Tra marchio di fabbrica e remix

Questo ventaglio di caratteristiche variegate, ha trasformato la sua firma in un brand. Un vero e proprio marchio di fabbrica, che si traduce - fino a farsi emblema di un modus operandi - nella definizione «alla Tarantino», croce e delizia che aleggia in sovrimpressione a partire dalle aspettative per le sue produzioni, fino a rivelarsi commento lusinghiero tuttavia spinoso per i cineasti suoi estimatori, sempre in guardia per timore d’essere considerati emuli, destinati al ruolo di allievi.

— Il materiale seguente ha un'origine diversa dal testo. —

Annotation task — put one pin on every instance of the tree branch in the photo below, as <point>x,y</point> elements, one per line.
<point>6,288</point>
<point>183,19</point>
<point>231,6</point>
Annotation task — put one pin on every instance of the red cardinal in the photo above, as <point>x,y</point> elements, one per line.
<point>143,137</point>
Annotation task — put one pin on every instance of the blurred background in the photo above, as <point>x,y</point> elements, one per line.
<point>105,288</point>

Del resto non dev’essere stato facile nemmeno per il giovane Tarantino - partito da commesso di una videoteca per scalare la piramide del successo hollywoodiano - risultare originale e trovare uno stile personale facendosi al contempo portabandiera dell’attitudine al remix tipico della postmodernità.

Assodate la sua grande preparazione tecnica e una conoscenza enciclopedica della storia del cinema, l’elisir magico per rimescolare tutti gli ingredienti e trarne una ricetta innovativa, è stato di certo l’atteggiamento energico, iperattivo, capace addirittura di eccessi da rockstar, con il quale ha perseguito i propri obiettivi, ritagliandosi uno spazio nell’olimpo della settima arte.

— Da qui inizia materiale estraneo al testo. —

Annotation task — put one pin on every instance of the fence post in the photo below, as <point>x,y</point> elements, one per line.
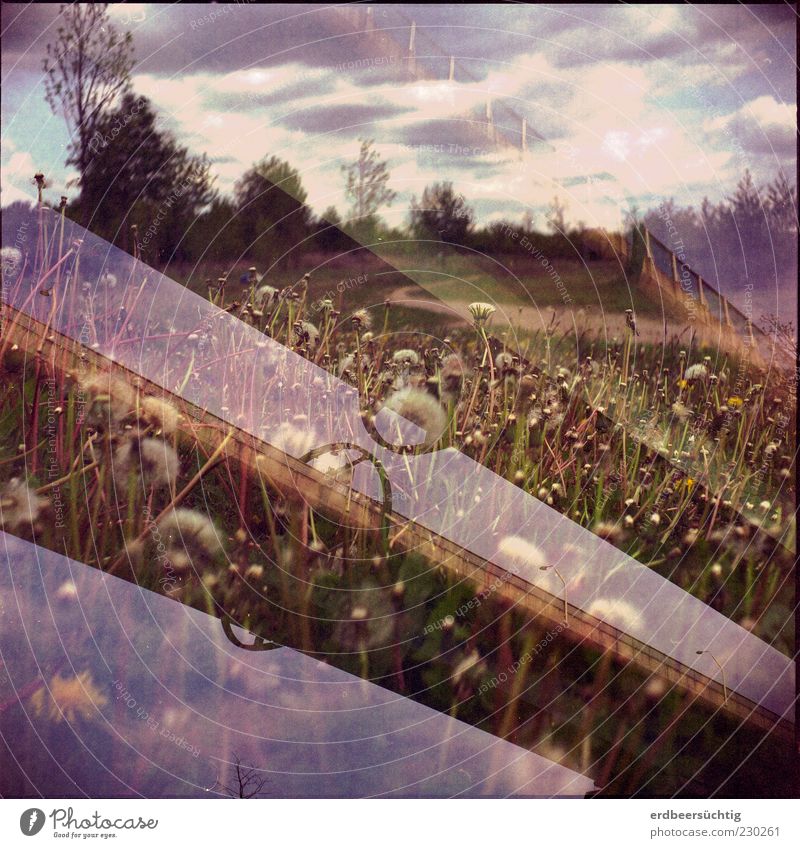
<point>725,311</point>
<point>675,279</point>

Sarà sfizioso veder deflagrare tutto il suo impeto nella cornice prestigiosa del Teatro Grande, certi che l’inclinazione alle sperimentazioni del personaggio riserverà sorprese memorabili, coniugando le spinte più cinefile - a partire dal suo saggio «Cinema Speculation» - con l’amore per l’intrattenimento che lo ha già reso più volte detonatore per la riscoperta di attori, autori e produzioni italiane.

Quei poliziotteschi «made in Brescia»

E c’è da scommettere sull’accendersi dell’interesse del regista americano per i poliziotteschi girati a Brescia negli anni Settanta, di recente riscoperti dall’Associazione Nazionale Polizia di Stato, come «La polizia sta a guardare» di Roberto Infascelli e «La polizia chiede aiuto» di Massimo Dallamano, così come sul ritrovamento di una pellicola inedita negli archivi della scuola Pol.G.A.I. «113 risponde» di Achille Rizzi, del 1977.

Insomma, se già l’approdo a Brescia di Tarantino mette euforia, la speranza è che la sua indole intraprendente venga stimolata dai tesori cinematografici nascosti della nostra città, nell’ottica di una futura valorizzazione internazionale.